Twitter is a great place for new and interesting information -- if you can find it! So much of what is good on Twitter is drowned out by the noise on Twitter. At the end of 2015, I was dissatisfied with my Twitter experience, there was too much water to wade through in the Twitter-stream. I thought about following less people, but realized I should be following the right people, or as close as I could get to that.
Others have also been trying to find how to get the Signal out of Twitter without drowning in the Noise. My friend, Luis Suarez (@elsua) took a radical step with his Twitter activity by unfollowing everyone and then re-following select groups of people via Twitter Lists. In a recent conversation, he said his approach is working out well, but he has noticed that he needs to edit his lists after several months. In a different approach, 5 years ago, I looked at algorithms that would help me to figure out who to pay attention to on Twitter. The LFR algo was great for a quick calculation, but it excluded too many fine folks -- in reducing noise well, it also often got rid of the signal too.
When we have good information, decisions are easy to make. When we have very little, or no information, we look to others and see what they are doing while in situations similar to ours. It is easy to select who to follow from people we know and have experience with. It is also easy to add a person to the Following list when a friend/colleague we trust, excitedly proclaims a person's expertise in a field/topic we are interested in. But what do we do when we run across someone on Twitter who is in our field, and has tweeted something that caught our eye, but we know nothing about him/her?
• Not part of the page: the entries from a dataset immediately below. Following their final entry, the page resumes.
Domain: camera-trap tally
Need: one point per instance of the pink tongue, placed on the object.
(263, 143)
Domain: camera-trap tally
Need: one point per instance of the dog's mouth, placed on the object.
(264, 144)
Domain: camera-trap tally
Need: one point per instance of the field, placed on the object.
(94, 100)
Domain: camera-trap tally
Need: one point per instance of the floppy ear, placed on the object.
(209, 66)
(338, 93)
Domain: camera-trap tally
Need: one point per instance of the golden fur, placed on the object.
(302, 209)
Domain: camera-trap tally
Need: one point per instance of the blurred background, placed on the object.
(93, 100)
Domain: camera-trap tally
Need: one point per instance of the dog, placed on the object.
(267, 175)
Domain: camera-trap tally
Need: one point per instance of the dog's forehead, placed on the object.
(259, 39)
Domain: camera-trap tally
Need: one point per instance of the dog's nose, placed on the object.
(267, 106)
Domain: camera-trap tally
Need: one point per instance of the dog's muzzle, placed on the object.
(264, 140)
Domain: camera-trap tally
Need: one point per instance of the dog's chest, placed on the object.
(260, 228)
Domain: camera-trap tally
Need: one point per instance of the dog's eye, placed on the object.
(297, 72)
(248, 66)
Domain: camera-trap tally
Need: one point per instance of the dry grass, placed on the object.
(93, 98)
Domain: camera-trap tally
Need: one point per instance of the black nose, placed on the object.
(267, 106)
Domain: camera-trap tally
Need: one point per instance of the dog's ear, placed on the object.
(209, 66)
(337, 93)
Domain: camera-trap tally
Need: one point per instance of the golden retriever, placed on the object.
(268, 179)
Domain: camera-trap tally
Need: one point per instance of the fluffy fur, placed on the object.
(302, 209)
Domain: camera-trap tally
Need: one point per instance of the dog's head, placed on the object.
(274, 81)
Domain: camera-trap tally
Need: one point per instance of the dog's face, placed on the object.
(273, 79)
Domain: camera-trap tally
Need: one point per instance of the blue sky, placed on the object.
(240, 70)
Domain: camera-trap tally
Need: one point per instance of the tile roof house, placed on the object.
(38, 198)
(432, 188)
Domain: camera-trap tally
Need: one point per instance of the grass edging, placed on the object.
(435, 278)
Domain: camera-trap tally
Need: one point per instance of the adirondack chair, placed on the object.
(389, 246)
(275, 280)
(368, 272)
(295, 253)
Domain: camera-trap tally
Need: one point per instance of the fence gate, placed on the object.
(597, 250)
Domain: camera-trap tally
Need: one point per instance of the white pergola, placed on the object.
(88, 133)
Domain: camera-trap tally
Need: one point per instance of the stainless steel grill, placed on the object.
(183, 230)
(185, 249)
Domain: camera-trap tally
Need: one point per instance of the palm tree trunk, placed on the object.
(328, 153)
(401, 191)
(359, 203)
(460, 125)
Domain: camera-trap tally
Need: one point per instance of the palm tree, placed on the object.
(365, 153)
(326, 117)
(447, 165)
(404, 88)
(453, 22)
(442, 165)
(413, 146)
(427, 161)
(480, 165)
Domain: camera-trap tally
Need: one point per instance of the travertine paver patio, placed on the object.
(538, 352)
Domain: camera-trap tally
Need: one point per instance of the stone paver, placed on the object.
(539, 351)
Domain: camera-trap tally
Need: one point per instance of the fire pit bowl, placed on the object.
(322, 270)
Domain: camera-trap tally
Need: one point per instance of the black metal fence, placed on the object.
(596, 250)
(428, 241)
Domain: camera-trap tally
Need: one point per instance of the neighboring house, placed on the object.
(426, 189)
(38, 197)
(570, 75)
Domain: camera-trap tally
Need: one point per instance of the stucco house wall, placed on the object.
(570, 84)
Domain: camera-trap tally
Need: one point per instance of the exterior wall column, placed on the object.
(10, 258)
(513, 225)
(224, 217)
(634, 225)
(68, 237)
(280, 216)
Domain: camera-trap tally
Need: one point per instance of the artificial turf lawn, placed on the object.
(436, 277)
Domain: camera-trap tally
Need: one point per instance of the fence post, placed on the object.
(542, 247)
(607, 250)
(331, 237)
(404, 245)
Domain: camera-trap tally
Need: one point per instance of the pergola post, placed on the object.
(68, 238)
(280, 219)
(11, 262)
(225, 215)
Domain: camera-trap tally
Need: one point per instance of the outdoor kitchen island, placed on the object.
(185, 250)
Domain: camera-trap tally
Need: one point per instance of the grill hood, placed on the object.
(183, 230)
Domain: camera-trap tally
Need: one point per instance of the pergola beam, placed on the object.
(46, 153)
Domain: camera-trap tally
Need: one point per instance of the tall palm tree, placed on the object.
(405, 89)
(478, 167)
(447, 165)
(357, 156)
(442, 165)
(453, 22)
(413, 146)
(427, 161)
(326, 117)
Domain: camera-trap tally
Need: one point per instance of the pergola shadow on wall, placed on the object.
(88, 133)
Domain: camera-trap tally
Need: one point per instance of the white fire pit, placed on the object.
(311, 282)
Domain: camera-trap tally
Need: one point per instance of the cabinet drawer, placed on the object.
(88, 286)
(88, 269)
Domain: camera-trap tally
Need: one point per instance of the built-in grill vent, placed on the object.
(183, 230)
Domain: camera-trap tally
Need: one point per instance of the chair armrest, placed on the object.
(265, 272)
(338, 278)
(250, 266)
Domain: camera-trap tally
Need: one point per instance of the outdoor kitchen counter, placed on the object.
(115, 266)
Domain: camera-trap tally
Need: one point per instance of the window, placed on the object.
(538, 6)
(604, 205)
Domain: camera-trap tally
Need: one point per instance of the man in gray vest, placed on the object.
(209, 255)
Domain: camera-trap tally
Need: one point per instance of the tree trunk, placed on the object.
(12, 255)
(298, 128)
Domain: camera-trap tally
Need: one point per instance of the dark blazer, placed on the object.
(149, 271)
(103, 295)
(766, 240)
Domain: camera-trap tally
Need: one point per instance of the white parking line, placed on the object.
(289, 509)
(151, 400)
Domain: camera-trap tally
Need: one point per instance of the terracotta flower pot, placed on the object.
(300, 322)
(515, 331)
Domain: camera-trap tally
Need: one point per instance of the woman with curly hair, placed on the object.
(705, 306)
Sure we can read their short Twitter bio, or look at the number of their followers, or even read some recent tweets, but do these reveal an accurate picture of the person? No, not in my experience. I have followed many, after a brief review of the above info, just to find their tweet stream full of noise. I then unfollow them and wish I had picked better.
So, I am going to follow Luis' lead and unfollow everyone in my personal Twitter account (@valdiskrebs). Most of the people I currently follow I will follow back via one of three Twitter Lists I have created.
- The first list is purely algorithm-driven. This new algorithm is an improvement over the LFR algo I have used in the past. It attempts to find those Tweeps who have more Signal then Noise in their Twitter activity.
- The second is all human choice. These are people I know, have been following for years, and have interacted with either online, or offline, or both.
- The third is a little of both -- algorithm and human choice.
Although I use AI -- artificial intelligence in my network analysis work, I am a big believer in IA -- intelligent assistance. Algorithms do not give me the final, or only answer, they help him make the best decision. Algorithms help organize my data and information and reveal patterns I may not have been considering. In the end, based on everything before me, I decide. That is why I plan to keep adapting these lists, and also adapting the new algorithm.
For those that have followed me for a long time, please do not take this mass unfollow as a personal rejection -- it is not. If we know each other, I am following you back on the second list mentioned above. Those that will unfollow me, because, and only because, I have unfollowed them, well... see ya! While I am still refining this approach, I will keep the three lists -- X, Y and Z -- private. In order to have conversations (direct messages) with those who follow me, I will open up the Twitter access for Direct Messages to everyone. I hope this will not result in a lot of spam from Twitterbots and other mass marketers.
If the algorithm works out well I will offer it to my clients, if not, I will be smarter about many things. Some time in the future I will update everyone on my progress. New year, new thinking.
Happy 2016 to everyone!
Update Feb 6, 2016: There is news that Twitter will change how they display everyone's timeline (the people you are Following). If you do not want to view Twitter's new algorithmic timeline (we do not know how they will filter/adjust it at this point), just create a Twitter List of your current following group and you will still control who you see. In your Twitter client, chose to display the List instead of your standard timeline.
Update August 12, 2016: After experimenting with my personal account I learned quite a bit. So, I have decided to start following a small group on my personal account that old-fashioned way and switch my business account to Following totally/only by lists. It makes much more sense to have focused following lists in business than in your personal life (IMHO)! So, I have created 4 focused Twitter lists to follow about 600-800 people via my business account. These lists are both algorithmically and humanly curated. I adjusted my algorithms as I went through the learning process with my personal account -- they are greatly improved from where I started! I think this new approach will work well, but you never know what you will learn! Will report back at the end of the year.